Lungdri Chenm is a semi legendary type of patag, believed to be first forged by Dupthob Jangkha Lap. According to the legend Jangkha Lap resided in the Chimi Thangkha village, located in the outskirts of Thimphu. One day Jangkha Lap forged a very light and flexible patag, which he later presented to the local governor. After hearing Jangkha Lap praise his creation, the governor demanded to test the sword on the swordsmith himself. A single strike cut Jangkha Lap in half. The story survived as an oral tradition.

It is believed that Jangkha Lap practised the tradition of zokor. Personally extracting the iron ore and then traveling from village to village, selling his wares. Jangkha Lap is regarded as the patron of blacksmiths in the country, caves formerly used by blacksmiths are considered sacred by the local population.

Three Lungri Chenm swords remain. The first specimen is stored in the Dechen Phodrang monastery, located in Thimphu. The second is located in the Punakha Dzong. The third piece is held by the Talo Gyalp statue, inside the Talo monastery. It is not known whether these swords were forged by Jangkha Lap or one of his disciples.

==Restoration efforts==
On 22 February 2002, American sword expert Julian Freeman was invited by the National Technical Training Authority to visit Bhutan in order to aid patag study and restoration efforts. Freeman and smiths from Thimphu, Paro, Wangduephodrang, Dagana, Tsirang and Trashiyangtse conducted a workshop, aiming to revive the art of patag smithing. The techniques behind the creation of patags as well as their original use remain unclear.

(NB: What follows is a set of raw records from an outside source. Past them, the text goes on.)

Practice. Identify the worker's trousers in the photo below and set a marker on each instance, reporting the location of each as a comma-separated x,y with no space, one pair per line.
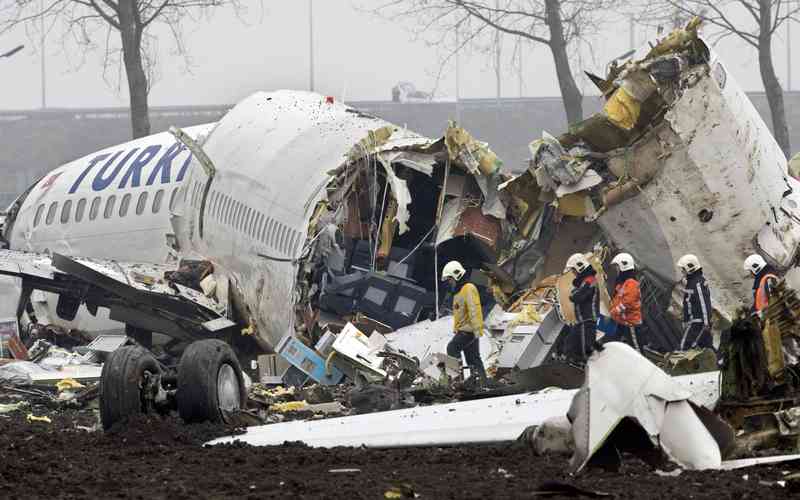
629,335
581,340
470,345
696,337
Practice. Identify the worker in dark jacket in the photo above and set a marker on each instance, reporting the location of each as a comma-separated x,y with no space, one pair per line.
626,305
586,297
696,305
764,280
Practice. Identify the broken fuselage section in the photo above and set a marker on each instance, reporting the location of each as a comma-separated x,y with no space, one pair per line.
678,161
314,213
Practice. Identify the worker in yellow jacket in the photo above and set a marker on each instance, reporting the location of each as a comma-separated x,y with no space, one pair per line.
467,318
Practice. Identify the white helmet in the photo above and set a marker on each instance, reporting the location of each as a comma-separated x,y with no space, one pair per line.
688,263
754,263
577,262
624,261
453,269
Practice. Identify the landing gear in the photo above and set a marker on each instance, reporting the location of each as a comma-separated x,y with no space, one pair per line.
130,382
210,382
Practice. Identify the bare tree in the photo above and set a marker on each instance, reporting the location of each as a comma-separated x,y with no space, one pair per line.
557,24
91,24
755,22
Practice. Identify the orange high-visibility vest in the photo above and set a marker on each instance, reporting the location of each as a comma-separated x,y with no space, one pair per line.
761,293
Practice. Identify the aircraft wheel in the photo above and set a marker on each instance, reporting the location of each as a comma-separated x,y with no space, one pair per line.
124,382
210,382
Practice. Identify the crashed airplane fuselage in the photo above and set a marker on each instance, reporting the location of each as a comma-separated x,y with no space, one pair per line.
721,190
301,197
679,161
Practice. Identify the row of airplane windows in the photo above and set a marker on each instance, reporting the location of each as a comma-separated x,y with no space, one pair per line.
94,209
247,220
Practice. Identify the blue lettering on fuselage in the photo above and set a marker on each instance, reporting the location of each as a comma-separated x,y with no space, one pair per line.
114,164
100,182
134,173
164,164
94,161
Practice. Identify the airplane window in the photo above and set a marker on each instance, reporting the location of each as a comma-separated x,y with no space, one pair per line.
38,218
172,198
259,226
284,234
95,208
157,201
194,194
51,213
197,194
109,206
79,209
265,232
141,203
273,239
123,205
210,205
297,243
65,210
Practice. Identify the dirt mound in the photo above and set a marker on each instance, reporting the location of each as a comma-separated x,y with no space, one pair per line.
154,457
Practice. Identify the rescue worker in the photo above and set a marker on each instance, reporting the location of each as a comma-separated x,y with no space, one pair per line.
586,298
467,318
626,306
696,305
764,281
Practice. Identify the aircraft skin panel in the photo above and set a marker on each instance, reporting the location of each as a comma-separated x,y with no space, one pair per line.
717,194
272,154
150,165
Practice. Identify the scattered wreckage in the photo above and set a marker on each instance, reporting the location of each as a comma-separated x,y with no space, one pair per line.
325,249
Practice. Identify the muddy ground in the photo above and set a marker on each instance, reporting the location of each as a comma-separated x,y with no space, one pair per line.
161,458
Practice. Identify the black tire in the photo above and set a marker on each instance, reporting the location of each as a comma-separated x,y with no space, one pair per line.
198,372
120,384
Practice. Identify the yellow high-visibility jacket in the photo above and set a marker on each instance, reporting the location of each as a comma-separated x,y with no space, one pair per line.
467,314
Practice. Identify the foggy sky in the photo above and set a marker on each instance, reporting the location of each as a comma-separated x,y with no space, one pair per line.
357,56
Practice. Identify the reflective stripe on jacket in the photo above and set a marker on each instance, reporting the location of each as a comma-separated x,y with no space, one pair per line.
762,293
586,298
697,300
467,314
626,306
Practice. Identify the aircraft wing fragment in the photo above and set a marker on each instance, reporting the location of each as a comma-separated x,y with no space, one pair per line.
136,294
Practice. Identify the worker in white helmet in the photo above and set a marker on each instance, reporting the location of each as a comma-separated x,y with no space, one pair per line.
467,318
696,305
764,280
585,296
626,305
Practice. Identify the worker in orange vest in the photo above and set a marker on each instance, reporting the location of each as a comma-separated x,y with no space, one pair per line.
764,281
626,306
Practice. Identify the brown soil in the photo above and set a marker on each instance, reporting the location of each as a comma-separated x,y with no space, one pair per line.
161,458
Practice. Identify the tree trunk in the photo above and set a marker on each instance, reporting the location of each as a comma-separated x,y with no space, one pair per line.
772,87
573,99
131,35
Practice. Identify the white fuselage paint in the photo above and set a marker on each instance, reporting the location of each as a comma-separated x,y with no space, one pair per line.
112,204
272,154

The tradition behind Bhutan's sword making dates back to at least the 6th century A.D. Valuable information about the swords has been lost through prolonged polishing. Apart from crude reproductions of little known origin, patags are no longer produced. Today patags can be found in private collections, old monasteries within Bhutan, and museums.

==Foreign collections==
Patags are exhibited in the Metropolitan Museum of Art and the Royal Canadian Geographical Society museums.